History of Westchester County, New York, Vol. II
Predominent export products of Sheridan county in the agricultural lines are potatoes and wheat. Other ordinary farm products are raised, and there is considerable alfalfa and hay. In the valleys of the sand hills are many beautiful meadows, but their product is almost if not entirely for home use. The Spade ranch, while appropriating much of this valuable land to its own use, has done a fine line of development work thereon, by sowing the seed of tame grasses into the wild sod. Many
of the wild meadows have become fine fields of timothy and red clover.
Cattle, sheep and horses are raised in large quantities in Sheridan county. The best quality has taken the place of the old Texas varieties of cattle, although occasionally one of the ranchmen will ship in a train load of "old dogies" that makes the mind run back to the days of the Texas trail. It is doubtful if these experiments pay, in this rigorous climate, and this day of modern method of handling livestock, but the old timers get homesick for the old kind of the early days.

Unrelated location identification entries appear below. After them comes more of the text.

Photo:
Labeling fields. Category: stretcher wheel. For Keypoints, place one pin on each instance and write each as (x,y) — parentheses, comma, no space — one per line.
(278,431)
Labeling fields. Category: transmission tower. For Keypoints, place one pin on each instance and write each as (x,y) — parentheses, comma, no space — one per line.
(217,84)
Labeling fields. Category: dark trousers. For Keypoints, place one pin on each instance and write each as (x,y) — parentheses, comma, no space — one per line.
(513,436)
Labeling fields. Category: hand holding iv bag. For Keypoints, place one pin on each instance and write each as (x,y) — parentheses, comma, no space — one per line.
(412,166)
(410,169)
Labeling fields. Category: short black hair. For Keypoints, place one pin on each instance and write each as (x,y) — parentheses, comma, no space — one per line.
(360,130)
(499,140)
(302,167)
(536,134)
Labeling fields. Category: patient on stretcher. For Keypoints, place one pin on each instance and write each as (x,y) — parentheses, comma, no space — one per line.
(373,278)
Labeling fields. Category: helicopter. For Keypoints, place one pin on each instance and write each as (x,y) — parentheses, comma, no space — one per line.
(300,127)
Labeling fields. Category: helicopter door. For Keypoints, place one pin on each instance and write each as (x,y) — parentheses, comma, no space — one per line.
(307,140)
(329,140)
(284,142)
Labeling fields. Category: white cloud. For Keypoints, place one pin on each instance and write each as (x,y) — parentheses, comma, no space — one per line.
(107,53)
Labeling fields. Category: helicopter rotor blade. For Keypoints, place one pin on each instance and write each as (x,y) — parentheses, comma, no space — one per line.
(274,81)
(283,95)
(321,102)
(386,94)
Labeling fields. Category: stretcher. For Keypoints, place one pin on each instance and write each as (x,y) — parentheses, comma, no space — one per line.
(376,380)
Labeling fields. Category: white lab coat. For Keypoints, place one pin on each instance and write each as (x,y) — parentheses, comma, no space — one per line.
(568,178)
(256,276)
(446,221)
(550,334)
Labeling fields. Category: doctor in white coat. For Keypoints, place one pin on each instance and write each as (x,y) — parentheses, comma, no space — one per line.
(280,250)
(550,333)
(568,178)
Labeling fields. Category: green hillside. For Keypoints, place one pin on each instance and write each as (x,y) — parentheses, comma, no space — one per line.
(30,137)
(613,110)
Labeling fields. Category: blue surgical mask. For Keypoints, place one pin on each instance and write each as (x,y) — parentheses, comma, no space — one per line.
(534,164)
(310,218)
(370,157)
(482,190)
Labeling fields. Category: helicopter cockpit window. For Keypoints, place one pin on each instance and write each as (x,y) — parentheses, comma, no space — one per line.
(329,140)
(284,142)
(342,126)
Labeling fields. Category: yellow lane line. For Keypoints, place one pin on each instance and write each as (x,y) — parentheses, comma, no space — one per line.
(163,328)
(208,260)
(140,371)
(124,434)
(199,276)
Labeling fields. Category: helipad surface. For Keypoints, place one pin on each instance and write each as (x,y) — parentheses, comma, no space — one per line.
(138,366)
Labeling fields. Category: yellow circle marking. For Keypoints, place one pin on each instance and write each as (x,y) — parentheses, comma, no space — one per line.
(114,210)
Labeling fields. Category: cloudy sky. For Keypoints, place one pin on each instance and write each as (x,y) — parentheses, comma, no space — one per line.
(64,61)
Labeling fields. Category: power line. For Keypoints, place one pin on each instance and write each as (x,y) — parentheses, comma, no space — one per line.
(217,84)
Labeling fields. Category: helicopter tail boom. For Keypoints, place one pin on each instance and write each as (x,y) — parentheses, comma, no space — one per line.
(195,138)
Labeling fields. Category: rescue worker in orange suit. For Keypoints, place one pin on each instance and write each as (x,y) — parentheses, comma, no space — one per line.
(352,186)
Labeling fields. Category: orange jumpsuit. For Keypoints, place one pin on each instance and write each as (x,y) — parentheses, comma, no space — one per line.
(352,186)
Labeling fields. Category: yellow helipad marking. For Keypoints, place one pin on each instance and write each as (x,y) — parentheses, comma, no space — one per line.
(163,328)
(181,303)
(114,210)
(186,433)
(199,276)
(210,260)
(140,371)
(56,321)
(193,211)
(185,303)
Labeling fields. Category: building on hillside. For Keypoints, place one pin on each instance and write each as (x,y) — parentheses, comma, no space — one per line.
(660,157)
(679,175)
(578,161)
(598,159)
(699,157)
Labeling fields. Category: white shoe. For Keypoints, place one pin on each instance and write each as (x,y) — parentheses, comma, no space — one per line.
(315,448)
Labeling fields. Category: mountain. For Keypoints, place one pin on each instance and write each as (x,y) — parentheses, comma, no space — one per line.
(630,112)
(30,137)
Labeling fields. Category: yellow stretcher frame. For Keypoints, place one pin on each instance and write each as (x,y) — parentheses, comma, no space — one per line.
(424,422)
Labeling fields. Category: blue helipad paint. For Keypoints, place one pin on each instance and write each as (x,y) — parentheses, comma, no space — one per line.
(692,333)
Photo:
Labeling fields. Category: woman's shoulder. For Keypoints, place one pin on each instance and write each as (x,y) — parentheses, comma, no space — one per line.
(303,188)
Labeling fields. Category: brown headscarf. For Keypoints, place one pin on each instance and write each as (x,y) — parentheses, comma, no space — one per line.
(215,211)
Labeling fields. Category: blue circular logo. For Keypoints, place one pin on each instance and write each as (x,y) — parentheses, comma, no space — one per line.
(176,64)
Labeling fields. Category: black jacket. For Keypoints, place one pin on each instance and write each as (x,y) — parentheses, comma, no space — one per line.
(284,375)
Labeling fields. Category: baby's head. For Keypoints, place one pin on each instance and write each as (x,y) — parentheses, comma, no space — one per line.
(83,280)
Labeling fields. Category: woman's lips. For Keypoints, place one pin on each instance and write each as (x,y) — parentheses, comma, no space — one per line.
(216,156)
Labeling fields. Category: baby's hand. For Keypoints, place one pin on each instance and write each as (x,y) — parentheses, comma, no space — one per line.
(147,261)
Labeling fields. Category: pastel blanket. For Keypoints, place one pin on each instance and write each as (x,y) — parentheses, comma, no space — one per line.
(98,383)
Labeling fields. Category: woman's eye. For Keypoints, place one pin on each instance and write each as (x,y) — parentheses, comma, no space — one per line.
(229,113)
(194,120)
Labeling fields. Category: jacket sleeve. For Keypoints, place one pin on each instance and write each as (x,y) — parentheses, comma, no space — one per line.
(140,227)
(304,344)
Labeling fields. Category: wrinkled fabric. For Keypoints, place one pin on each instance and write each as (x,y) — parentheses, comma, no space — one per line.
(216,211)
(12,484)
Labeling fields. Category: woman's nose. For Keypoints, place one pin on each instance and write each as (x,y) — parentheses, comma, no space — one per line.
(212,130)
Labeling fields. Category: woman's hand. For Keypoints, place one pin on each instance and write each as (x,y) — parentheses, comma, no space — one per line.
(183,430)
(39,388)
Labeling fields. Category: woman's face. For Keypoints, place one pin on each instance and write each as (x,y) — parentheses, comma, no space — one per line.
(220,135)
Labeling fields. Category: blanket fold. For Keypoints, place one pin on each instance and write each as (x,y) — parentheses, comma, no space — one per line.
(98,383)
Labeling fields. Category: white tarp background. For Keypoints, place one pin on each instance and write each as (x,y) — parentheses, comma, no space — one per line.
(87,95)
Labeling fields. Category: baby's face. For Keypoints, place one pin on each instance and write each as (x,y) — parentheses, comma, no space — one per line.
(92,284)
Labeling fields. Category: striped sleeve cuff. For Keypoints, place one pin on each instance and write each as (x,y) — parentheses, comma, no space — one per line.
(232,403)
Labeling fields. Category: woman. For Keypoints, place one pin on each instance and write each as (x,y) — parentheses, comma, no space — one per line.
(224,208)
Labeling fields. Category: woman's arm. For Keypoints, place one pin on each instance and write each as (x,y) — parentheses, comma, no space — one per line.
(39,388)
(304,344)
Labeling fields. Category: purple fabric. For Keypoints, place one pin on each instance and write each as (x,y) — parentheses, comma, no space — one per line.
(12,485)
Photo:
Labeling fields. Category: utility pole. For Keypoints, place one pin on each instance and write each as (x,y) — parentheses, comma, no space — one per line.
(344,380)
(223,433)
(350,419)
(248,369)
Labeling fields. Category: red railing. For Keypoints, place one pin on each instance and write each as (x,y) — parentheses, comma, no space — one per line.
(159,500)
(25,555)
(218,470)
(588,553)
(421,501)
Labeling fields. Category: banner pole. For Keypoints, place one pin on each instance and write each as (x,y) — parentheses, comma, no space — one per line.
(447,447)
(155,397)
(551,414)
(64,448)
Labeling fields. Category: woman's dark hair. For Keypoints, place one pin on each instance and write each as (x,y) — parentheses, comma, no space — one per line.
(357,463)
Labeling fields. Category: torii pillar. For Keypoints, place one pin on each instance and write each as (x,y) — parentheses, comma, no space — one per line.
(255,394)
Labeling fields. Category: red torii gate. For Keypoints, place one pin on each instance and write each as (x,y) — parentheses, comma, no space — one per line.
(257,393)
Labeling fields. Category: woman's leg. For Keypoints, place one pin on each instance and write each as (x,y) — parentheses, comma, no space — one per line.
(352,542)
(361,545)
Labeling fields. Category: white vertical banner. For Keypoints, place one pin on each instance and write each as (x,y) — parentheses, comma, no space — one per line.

In these sand hill ranches we find two very different characters out of the growth of years. We find the ultra selfish, hardened, sly, deceptive and grasping kind occasionally, that has none of the milk of human kindness in them. Men that never help a fellow man, men whose object seeems to be to accumulate, and accumulate. Harsh men, but fortunately they are few.
I could name dozens, of the most excellent characters that the broad acres of sand hills have developed into giants of character, men like Festus Caruthers, only perhaps few that have attained the high degree of usefulness to the world. Festus Caruthers, in one instance, gave a young man three different starts on the right road to prosperity, before he stuck to it and struck his gait.